Goal of this topic is to identify application domains for NVRAM and hindrances current computer architectures for implementing it.
Topic 23: Algorithms for Application-aware Caching of File System Access
description Caching of file system access is a standard technology in almost any operating system to boost in particular read access to the file system. This approach, however, is implemented in the operating system and is usually agnostic to the running application. This thesis shall perform
research on existing caching algorithms for application-aware caching algorithms for file system access.
Topic 24: A Comparsion of Lifecycle Handling of Orchestration Tools
description In the last decade, the software engineering world has seen a boost of orchestration tools and platforms (Docker, Ansible, Puppet), but also containers (Docker, Singularity), or others (Heat, Murano). This thesis shall provide
an overview over existing tools and particularly language formats and lifecylce support these environments provide. Master students should additionally propose an abstraction layer for them.
description resilience for IoT architectures and infrastructures is an extremely emerging research field that captures programming of devices and other parts of the infrastructure as well as the design of the hardware and the networking facilities. This thesis shall present a high-level overview of existing techniques and further discuss two approaches in more detail.
description Unikernels are special purpose built applications, including only the minimal runtime required to provide its functionality. This approach offers several improvements regarding performance and security compared to traditional solutions. In this topic, you are going to research the basic concepts of these unikernels, compare it to existing solutions and discuss its viability for IoT end edge computing.

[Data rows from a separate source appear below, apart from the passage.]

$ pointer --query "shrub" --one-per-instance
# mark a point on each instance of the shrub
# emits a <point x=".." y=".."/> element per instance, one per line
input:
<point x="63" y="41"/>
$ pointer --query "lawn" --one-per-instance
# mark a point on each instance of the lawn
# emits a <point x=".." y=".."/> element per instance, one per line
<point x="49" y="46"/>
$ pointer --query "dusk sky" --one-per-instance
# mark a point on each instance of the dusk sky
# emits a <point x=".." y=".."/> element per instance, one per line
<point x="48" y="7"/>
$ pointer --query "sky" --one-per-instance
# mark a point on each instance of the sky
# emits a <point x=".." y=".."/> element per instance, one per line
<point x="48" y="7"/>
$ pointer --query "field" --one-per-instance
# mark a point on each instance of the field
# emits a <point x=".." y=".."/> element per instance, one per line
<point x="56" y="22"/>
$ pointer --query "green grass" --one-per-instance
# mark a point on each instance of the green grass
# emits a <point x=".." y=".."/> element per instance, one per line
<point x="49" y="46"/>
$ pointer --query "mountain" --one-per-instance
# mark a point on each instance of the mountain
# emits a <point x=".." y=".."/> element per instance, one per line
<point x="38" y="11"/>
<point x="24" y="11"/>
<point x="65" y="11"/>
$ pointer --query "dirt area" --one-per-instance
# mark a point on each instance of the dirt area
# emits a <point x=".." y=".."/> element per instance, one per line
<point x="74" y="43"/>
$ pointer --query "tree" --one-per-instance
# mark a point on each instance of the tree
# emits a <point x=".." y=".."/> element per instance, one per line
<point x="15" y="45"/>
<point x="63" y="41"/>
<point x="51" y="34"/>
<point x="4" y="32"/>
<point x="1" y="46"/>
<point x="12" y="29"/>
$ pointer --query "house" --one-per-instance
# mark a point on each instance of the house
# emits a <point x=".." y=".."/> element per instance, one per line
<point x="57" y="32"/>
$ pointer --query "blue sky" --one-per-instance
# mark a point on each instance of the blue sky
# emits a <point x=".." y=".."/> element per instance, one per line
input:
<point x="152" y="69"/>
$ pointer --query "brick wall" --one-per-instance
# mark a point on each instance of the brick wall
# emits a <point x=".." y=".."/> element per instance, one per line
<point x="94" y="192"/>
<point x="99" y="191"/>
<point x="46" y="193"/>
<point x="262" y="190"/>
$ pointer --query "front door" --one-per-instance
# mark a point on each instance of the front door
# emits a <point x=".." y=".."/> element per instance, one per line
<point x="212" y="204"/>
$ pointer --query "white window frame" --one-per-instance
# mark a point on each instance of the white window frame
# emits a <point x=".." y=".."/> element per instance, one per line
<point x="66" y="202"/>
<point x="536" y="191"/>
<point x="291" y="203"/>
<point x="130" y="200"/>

description: Software defined networking (SDN) is becoming as important as cloud computing: physical resources in a data centre are shared with customers as smaller sets of virtual resources. In this context, SDN is responsible for providing virtual networks, virtual private routers, and virtual IP addresses for virtual machines or containers. SDN in this area stays inside a single data centre. Google on the other hand brings SDN to its wide area network (WAN), which connects their data centres world wide. This seminar topic is about the interplay between SDN in cloud data centres and SDN in WANs between regions. As a starting point, the literature about the Google SDN WAN should be considered. Further, the relationship of SDN from WAN to LAN should be discussed.